Ten Tips for Designing Performance Measures

#1 Start with the outcome: You cannot identify and develop a good performance measure unless you first define what you want to achieve. You must commit to the purpose of the measure, not just the performance metric. A good measure is aligned with one or more of a court's key performance areas or success factors (e.g., access to justice). It emphasizes the condition or status of the recipients of court services or the participants in court programs (outcomes) over that of internal aspects of court processes, programs and activities (inputs and outputs) -- that is, they indicate results rather than resources, activities, and level of effort.

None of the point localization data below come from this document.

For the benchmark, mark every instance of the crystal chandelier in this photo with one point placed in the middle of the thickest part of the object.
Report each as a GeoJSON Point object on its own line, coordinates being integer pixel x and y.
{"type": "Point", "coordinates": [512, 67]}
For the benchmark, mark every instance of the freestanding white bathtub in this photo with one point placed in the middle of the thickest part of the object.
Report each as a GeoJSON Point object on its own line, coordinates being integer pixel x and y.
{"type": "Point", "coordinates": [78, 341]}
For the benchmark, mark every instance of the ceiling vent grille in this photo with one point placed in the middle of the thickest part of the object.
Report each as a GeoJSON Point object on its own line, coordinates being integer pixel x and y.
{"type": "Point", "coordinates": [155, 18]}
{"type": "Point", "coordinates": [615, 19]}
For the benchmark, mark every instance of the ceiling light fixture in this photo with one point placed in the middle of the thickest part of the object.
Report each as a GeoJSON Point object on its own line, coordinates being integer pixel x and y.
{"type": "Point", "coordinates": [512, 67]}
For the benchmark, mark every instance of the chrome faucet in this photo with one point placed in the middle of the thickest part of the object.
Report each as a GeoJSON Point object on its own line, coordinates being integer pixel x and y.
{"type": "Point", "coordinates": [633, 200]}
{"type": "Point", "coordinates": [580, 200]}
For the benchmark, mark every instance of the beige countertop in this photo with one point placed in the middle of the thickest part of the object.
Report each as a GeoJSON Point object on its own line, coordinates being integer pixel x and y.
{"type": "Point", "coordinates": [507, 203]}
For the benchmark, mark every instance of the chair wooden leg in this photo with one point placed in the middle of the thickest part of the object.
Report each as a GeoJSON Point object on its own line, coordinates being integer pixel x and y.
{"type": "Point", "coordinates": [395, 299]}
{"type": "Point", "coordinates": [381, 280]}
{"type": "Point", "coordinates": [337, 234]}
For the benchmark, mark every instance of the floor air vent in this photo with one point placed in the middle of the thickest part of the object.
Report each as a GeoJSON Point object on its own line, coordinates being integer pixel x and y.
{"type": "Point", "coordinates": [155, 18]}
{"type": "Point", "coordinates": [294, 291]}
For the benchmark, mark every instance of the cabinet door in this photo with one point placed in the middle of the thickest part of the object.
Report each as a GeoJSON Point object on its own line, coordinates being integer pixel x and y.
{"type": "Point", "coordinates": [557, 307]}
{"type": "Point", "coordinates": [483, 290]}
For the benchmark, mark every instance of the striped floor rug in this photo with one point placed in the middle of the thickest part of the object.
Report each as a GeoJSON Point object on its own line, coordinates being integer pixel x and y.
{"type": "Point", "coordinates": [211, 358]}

#2 Vital few instead of trivial many: Develop a handful of core measures – seven to twelve. A core performance measure is a primary indicator – like the speedometer on your car’s dashboard -- of an important area of court performance. There’s nothing wrong with a court having many measures and indicators of their inputs, outputs and outcomes -- it’s just that any individual can only keep track of a vital few.

#3 But never just one: A measure is merely an indicator of something like access to justice – not the thing itself. Use two or three measures to measure a key performance area or sucess factor like access to justice.

#4 Be balanced: Develop performance measures that together constitute a balanced scorecard for all of the court’s key performance areas or success factors. Don’t put all your measurement eggs in one basket like case processing.

#5 Look for differences: Measures should capture differences in groups of people, locations, and other categories. One way to do this is to disaggregate or stratify the data you collect (e.g., respondents in a survey broken down by race, gender, frequency in the courthouse, and business in the court).

#6 Identify drivers of success: The key to collecting data for court performance measurement is identifying those performance measures that will actually help to achieve the desired results. The best measures are those that promote and reinforce the positive activities that move a court closer to the desired outcome. They are both incentives and practical tools for improvement.

# 7 Establish ownership: Make sure that the potential users of the measure and those whose progress will be measured have contributed to the development of the measure and have confidence in it.

#8 Be Consistent: Make sure the measure is consistent from the top to the bottom of the court.

#9 Keep it simple: A good performance measure makes intuitive sense to most people. It should be unambiguous and actionable. It should be practical and relatively inexpensive to use. The actual or perceived future value of the measure should give a good return on investment (ROI) in its development and use.

#10 Start simply by simply getting started: No measure is ever perfect. Its value is in the questions it forces you to ask about the court. We may not know what perfect is, but we all know what nothing is – so just get started!